Air Force Developing New Access Control Model for JIE
Securing its networks from external attack has been the Defense Department’s top priority as it rolls out the Joint Information Environment (JIE) to the services and defense agencies. That’s the role of its Joint Regional Security Stacks.
The next piece is securing the network internally. JIE aims to make defense systems, applications and databases accessible and sharable across the vast defense enterprise, whether back in the U.S. or overseas. The key to that will be access control.
An Air Force pilot program at Hanscom Air Force Base, Mass., aims to settle how access control will work across the JIE. The system is in development now and this summer will be tested with about 10 applications selected by the military services. If successful, it will be rolled out to other applications and across the enterprise beginning next year.
The Department of Defense Strategy for Implementing the Joint Information Environment, published in 2013, declared that “Identity and Access Management (IdAM) is fundamental to the security of data and secure information sharing with mission partners.” From the start, the aim was to eliminate cumbersome local controls and replace those with a centrally controlled, consistent and largely automated system that would:
- Ensure timely and secure access to mission-essential data and services, regardless of users’ locations.
- Identify and monitor the users on defense networks at all times – as well as what they are doing.
- Block adversaries from freely moving from network to network within the joint enterprise; if an intruder would gain access to one part of the network, the system would block access to other parts.
Access issues are complicated. Data can be controlled for many reasons. It may be classified for national security purposes, or protected because it contains personal or personally identifiable information or because it represents proprietary intellectual property.
Policy dictates what a given individual can access – files, directories and applications – and must take into account the reason for access, such as where the person works, and the level of access, which may involve the individual’s rank, grade or job characteristics. But translating that policy into something automated is a challenge. Access can be based on roles (called role-based access control, or RBAC) or attributes (access-based access control, or ABAC).
The National Institute for Standards defines ABAC as “a logical access control methodology where authorization to perform a set of operations is determined by evaluating attributes associated with the subject, object, requested operations, and, in some cases, environment conditions against policy, rules, or relationships that describe the allowable operations for a given set of attributes.”
ABAC allows for more granular control, said Frank Konieczny, chief technology officer for the Air Force. His service is leading the Enterprise Level Security pilot for JIE, which will be installed on MilCloud this summer. Once the tests are complete, he said, the goal is to open up the full-scale program for a full competition in 2017.
Access control issues go beyond technical concerns. They can also create bureaucratic hurdles and roadblocks.

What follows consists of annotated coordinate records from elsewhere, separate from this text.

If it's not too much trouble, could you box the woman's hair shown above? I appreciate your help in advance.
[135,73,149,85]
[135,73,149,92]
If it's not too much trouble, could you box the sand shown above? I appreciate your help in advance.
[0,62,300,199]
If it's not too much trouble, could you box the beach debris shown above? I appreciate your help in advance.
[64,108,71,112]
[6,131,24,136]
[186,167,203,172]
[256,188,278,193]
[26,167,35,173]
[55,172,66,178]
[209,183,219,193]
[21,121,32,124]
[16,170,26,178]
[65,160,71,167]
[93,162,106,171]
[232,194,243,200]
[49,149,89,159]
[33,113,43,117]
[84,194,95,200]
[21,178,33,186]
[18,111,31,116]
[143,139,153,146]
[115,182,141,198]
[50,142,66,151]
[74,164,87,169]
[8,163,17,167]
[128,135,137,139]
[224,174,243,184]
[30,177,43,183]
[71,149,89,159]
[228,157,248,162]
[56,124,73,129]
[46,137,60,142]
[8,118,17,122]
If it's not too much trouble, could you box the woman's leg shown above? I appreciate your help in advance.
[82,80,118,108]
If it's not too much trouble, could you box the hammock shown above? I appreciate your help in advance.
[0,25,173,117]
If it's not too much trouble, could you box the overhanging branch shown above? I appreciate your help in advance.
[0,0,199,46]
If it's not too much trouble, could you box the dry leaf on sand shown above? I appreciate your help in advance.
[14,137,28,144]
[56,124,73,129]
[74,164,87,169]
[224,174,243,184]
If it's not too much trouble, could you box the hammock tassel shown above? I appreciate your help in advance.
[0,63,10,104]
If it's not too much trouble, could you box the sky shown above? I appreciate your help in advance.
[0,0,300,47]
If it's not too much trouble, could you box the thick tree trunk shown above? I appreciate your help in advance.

Mark Krzysko, deputy director for enterprise information in the Office of the Undersecretary of Defense for Acquisition, Technology and Logistics/Acquisition, Resources and Analysis (OUSD AT&L/ARA), flagged access management as a critical business concern for DoD during a panel discussion in February.
“I think access is what really beleaguers us in the future,” Krzysko said. “I think we’re relatively immature in terms of doing that.” The technology is not the problem. Rather, it’s a matter of effectively setting rules that make sense across the organization.
Krzysko commissioned a RAND study, Issues with Acquisition Data and Information, that details the challenges acquisition staffers have in accessing a variety of types of information. Among researchers’ findings:
- Highly decentralized data access policies were vague and “subject to a wide range of interpretation.”
- Data “owners” had wide latitude in determining the level of protection data needed, yet “marking criteria are not always clear or consistently applied.”
- Structural and cultural barriers combine with policy guidance to limit “visibility and sharing of data and information.” Lacking trust among disparate offices and agencies, the report said, “results in a strong conservative bias in labeling and a reluctance to share.”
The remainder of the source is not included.